The other thing I wanted to know about was hinted at, and then we moved swiftly on. I want to know what the plan is for BBC management. It will be great from now on, apparently. How? Well, pan-BBC boards will be reduced. James Purnell said on The Media show that there were 60 of them. Yes, I kid you not. Sixty. Obviously management needs to be streamlined and made sensible, as Lord Hall said. But how? When? At the same time the BBC is going to be more interactive with you, listen to your views more, have forums and meetings and questionnaires and cookies to find out what YOU want. How can they do this without more staff? Aaargh. It’s a terrible bind that they are in.
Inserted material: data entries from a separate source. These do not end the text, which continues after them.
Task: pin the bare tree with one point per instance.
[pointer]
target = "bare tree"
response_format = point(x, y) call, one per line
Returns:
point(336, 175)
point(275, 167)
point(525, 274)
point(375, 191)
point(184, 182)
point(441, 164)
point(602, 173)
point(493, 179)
Not to worry though because everything is going to be better – more creative, more risk taking, more local, more national, more exciting, more reliable, more personalised, more collective. We are all going to be so happy! I asked the man sitting next to me at the speech, what he thought. He said he was only really interested in the development of 3D TV which he thought the BBC didn’t do much of. I hadn’t even thought about that! Do Tony and James really understand the vast numbers of well-informed people with hugely differing demands out there? They are making big, big promises without any indication of how they will deliver to over 60 million individuals. I’m sorry, but it really was rather a 2D speech, and the worst of it was that the questions I’ve asked won’t go away. The speech was not so much Netflix as net curtain – a thin veil with holes in, stopping you from looking too closely. But I do want to look close up, with my nose right against the window. Can we have another speech soon, perhaps with a little light shone into the dark corners of future funding, management re-organisation, reformation of the Trust, relationships with commercial broadcasters? If it really is our BBC then we have a right to know the truth about the state that it is in. No more net curtains. If you really want us to feel like the owners, then let us see right inside the property. Cracks and all.